The Deep Fried Turkey
November 17, 1999. Detroit Free Press.
Deep-frying a whole turkey requires cooking it outdoors in a tall pot with plenty of oil. It's quick, taking just 3 1/2 minutes per pound to cook a whole bird, but the equipment investment is greater than with other methods. Deep-frying sears the turkey, locking in the juices. But there are drawbacks -- you can't cook the stuffing in the turkey and there are no pan drippings for gravy. Rob Eastman, founder of Eastman Outdoors in Flushing, which makes outdoor leisure products, says sales of the company's deep-fryers have doubled in two years: "It's a very hot trend right now," he says. "We started off in specialty stores such as Dunham's and Gander Mountain and now find ourselves in Sears and JCPenney catalogs."
HOW TO DEEP FRY A TURKEY: Before you start, read the manufacturer's instructions for the deep-fryer thoroughly. Set it up outdoors on the driveway or other hard surface and attach the propane tank. It's wise to protect yourself with long pants, long-sleeved shirt, heavy apron and long, heavy-duty oven mitts. You may want to wear safety goggles, and if your hair is long, pull it back. Rinse the turkey and pat it dry inside and out. (Remember: Hot oil and water don't mix.) If you have a turkey with a pop-up timer, remove it. You'll need a lot of oil. Following the manufacturer's instructions, we poured about 4 gallons of peanut oil into the pot. Peanut oil is recommended because it less likely to burn or smoke at a high temperature. Afterward, we thought we could have used a little less oil than we did. Heating the oil on a windy day was tricky. The burner flame blew out twice and it took a long time -- 45 to 50 minutes -- to bring the oil up to 350 degrees. Normally, it should take about 20 to 25 minutes, according to the manufacturer. Then we followed instructions to dunk the turkey a few times into the hot oil, using the hanger that comes with the fryer.
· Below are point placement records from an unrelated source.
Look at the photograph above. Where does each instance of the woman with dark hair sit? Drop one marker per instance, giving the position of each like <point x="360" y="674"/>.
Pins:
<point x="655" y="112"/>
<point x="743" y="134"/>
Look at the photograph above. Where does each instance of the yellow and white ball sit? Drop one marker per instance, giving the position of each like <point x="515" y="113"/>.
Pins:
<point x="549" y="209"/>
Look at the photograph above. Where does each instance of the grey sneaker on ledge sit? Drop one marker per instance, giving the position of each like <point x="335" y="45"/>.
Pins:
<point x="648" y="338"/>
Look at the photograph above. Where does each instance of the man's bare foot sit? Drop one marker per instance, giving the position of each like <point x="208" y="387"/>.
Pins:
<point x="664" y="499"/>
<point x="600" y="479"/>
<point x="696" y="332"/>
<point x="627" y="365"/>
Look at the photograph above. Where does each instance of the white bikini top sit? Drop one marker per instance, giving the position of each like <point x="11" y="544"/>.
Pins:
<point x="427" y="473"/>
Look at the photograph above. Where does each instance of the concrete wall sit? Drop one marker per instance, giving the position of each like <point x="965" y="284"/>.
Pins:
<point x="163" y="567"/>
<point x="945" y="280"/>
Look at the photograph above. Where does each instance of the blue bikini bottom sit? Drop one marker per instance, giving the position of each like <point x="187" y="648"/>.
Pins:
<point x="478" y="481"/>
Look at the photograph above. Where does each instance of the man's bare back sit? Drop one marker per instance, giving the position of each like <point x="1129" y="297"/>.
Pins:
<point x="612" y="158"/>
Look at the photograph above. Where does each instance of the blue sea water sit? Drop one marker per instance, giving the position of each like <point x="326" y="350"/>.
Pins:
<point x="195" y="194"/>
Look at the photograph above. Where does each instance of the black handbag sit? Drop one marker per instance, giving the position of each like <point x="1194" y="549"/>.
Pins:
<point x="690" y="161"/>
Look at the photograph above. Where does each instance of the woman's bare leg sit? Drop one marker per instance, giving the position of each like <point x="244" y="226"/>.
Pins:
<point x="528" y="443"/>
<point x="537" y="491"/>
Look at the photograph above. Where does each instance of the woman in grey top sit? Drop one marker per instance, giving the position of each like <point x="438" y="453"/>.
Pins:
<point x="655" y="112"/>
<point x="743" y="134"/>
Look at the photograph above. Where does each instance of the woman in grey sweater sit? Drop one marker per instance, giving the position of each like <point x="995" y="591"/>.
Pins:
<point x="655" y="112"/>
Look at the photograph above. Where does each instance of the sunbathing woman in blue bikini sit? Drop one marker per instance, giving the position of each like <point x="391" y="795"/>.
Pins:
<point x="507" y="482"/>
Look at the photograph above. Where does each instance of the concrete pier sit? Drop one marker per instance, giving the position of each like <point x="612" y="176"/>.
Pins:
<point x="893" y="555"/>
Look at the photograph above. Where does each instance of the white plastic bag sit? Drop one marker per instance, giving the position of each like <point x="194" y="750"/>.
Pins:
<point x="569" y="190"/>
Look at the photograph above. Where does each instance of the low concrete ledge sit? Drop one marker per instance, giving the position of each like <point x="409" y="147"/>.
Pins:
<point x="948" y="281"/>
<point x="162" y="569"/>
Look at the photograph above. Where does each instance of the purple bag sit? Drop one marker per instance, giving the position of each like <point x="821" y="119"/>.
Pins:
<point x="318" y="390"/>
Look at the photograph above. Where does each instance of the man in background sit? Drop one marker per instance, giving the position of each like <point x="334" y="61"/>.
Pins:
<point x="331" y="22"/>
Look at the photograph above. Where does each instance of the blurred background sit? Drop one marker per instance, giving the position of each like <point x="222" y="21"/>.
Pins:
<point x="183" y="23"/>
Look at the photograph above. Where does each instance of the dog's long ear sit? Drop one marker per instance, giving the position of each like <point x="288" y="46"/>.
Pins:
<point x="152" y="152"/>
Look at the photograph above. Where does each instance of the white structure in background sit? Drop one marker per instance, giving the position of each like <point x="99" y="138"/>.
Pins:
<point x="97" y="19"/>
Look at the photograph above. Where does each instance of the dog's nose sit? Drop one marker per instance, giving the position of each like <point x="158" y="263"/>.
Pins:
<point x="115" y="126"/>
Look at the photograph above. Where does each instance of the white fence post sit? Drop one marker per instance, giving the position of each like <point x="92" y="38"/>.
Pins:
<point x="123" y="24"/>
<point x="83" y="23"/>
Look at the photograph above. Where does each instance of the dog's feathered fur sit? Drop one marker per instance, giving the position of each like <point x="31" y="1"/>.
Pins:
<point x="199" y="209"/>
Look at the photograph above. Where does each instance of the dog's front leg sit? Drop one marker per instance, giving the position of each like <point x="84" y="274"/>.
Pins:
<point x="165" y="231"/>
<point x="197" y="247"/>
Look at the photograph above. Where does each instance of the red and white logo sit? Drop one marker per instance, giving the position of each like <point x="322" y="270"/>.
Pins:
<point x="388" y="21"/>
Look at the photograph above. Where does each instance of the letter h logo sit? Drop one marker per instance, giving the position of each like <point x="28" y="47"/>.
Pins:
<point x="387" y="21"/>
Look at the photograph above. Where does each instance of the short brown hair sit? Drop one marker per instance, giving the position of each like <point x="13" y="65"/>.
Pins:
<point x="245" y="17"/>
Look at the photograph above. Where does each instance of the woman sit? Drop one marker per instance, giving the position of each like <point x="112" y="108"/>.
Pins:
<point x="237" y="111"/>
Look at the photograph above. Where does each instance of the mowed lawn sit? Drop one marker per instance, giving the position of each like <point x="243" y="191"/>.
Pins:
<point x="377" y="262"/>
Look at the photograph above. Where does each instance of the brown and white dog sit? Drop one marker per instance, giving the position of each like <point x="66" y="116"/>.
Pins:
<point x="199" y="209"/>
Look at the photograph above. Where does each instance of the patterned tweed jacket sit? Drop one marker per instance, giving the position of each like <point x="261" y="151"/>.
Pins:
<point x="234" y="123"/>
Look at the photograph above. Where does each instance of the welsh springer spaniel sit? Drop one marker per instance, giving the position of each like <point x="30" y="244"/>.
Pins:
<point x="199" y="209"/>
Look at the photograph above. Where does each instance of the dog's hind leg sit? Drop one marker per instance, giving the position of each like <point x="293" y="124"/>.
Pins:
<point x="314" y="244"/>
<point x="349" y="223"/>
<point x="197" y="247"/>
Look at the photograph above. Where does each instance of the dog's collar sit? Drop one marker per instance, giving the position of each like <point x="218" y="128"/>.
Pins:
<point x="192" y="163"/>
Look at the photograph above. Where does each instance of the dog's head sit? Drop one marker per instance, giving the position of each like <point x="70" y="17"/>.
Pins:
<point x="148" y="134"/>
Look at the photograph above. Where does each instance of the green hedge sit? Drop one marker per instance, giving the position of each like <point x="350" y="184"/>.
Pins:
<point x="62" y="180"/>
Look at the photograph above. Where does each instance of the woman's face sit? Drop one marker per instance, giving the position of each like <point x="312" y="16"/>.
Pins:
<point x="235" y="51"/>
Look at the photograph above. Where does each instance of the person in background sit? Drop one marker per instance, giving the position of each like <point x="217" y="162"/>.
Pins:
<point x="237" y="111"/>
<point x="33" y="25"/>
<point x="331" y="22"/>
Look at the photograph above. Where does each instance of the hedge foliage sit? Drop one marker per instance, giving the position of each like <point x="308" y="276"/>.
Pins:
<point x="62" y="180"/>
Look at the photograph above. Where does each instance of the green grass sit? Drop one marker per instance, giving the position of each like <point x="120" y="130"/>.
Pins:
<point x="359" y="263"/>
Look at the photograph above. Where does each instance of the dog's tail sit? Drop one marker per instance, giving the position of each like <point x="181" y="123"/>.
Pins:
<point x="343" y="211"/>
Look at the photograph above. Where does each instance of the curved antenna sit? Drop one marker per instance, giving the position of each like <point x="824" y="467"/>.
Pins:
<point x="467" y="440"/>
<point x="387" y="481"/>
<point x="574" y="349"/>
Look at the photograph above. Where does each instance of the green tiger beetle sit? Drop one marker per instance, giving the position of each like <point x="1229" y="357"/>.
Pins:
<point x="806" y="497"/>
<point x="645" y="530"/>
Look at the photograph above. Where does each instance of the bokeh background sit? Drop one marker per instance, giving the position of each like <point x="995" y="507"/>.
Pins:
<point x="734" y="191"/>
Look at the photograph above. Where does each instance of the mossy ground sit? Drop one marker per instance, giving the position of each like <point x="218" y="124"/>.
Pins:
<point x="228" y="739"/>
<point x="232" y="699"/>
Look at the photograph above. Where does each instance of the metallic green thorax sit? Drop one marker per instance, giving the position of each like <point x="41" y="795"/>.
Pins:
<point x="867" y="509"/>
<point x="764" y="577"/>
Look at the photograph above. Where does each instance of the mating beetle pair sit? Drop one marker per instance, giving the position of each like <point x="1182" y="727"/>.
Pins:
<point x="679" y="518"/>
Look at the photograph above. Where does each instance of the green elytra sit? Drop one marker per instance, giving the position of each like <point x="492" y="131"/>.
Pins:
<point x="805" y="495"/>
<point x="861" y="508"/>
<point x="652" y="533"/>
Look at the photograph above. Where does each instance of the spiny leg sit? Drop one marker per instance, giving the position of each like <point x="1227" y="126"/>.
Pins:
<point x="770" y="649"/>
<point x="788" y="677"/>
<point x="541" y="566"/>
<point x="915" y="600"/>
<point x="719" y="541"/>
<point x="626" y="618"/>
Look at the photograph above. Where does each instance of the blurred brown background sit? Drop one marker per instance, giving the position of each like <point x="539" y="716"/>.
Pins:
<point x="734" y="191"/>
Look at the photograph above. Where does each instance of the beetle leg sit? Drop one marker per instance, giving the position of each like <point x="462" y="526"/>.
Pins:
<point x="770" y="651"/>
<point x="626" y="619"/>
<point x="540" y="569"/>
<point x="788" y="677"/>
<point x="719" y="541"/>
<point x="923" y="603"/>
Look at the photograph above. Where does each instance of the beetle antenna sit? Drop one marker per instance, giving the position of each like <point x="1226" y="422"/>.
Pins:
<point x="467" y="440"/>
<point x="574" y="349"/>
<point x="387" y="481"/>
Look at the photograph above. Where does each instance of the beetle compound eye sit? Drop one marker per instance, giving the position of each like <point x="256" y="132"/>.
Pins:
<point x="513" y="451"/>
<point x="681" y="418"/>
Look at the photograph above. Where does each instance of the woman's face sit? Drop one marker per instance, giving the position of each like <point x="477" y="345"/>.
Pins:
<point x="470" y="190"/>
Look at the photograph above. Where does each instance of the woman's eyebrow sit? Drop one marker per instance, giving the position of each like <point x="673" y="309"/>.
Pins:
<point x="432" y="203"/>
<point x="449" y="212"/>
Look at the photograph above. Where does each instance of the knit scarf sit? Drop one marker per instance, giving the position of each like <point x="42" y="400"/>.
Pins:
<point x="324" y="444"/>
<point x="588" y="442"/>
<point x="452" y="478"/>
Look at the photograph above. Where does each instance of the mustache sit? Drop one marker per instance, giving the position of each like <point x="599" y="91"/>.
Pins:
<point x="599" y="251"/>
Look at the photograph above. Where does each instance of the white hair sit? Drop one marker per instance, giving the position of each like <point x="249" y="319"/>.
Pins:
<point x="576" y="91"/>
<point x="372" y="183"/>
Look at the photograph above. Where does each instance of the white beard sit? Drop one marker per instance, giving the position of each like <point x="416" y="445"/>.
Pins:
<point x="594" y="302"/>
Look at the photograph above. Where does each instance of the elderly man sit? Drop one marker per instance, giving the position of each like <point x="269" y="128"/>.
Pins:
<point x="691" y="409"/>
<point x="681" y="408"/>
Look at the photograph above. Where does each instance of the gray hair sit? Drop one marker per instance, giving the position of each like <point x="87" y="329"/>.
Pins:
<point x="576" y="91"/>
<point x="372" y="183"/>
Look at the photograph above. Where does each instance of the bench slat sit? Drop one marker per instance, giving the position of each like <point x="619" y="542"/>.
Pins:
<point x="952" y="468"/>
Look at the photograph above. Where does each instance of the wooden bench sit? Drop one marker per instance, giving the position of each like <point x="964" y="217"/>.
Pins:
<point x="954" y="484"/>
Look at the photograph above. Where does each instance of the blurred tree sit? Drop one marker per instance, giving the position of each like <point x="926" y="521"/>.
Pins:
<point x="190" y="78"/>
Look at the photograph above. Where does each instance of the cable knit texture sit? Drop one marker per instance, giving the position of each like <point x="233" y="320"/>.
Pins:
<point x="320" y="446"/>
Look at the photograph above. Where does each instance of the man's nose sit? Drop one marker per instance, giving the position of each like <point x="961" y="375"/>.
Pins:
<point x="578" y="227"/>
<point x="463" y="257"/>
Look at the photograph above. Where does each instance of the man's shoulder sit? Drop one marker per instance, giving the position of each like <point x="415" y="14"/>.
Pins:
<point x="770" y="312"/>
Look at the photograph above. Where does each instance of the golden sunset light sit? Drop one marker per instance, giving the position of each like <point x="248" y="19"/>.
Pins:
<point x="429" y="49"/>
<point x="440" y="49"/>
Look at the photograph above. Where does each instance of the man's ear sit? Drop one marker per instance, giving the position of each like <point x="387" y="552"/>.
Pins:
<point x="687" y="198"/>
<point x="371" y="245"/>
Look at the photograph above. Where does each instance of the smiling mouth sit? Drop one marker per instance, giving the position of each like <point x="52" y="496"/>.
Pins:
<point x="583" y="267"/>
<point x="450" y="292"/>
This sears the skin and gets rid of excess moisture. Each time we dunked the bird, the oil bubbled and splattered, which was a little nerve-racking. After lowering the turkey into the pot the final time, we marked the time and cooked it for about 3 1/2 minutes per pound. As the turkey fried, the pot rumbled and shook a little, so we turned down the heat. Then it took a while to bring the temperature back up. This probably wouldn't be a problem on a less windy day. During frying, a little fountain of hot oil bubbled up through the turkey's cavity. After 40 or so minutes, we pulled out the bird. It was crisp and golden brown. We used an instant-read thermometer to check for doneness: 170 degrees in the thickest part of the breast and 180-185 in the thickest part of the thigh.
WHAT WE FOUND: Dealing with a huge pot of bubbling oil is kind of intimidating, but the finished bird was quite moist and not greasy-tasting. The skin didn't get as crisp as we thought it would, but that could have been because of the fluctuation in oil temperature. The quickness and novelty of this method is the attraction. It also frees up oven space for other holiday dishes. But you have to be careful dealing with such a large amount of hot oil.
COOK'S NOTE: To add flavor before deep-frying the turkey, you can inject the turkey with a marinade or rub a seasoning mixture under the skin.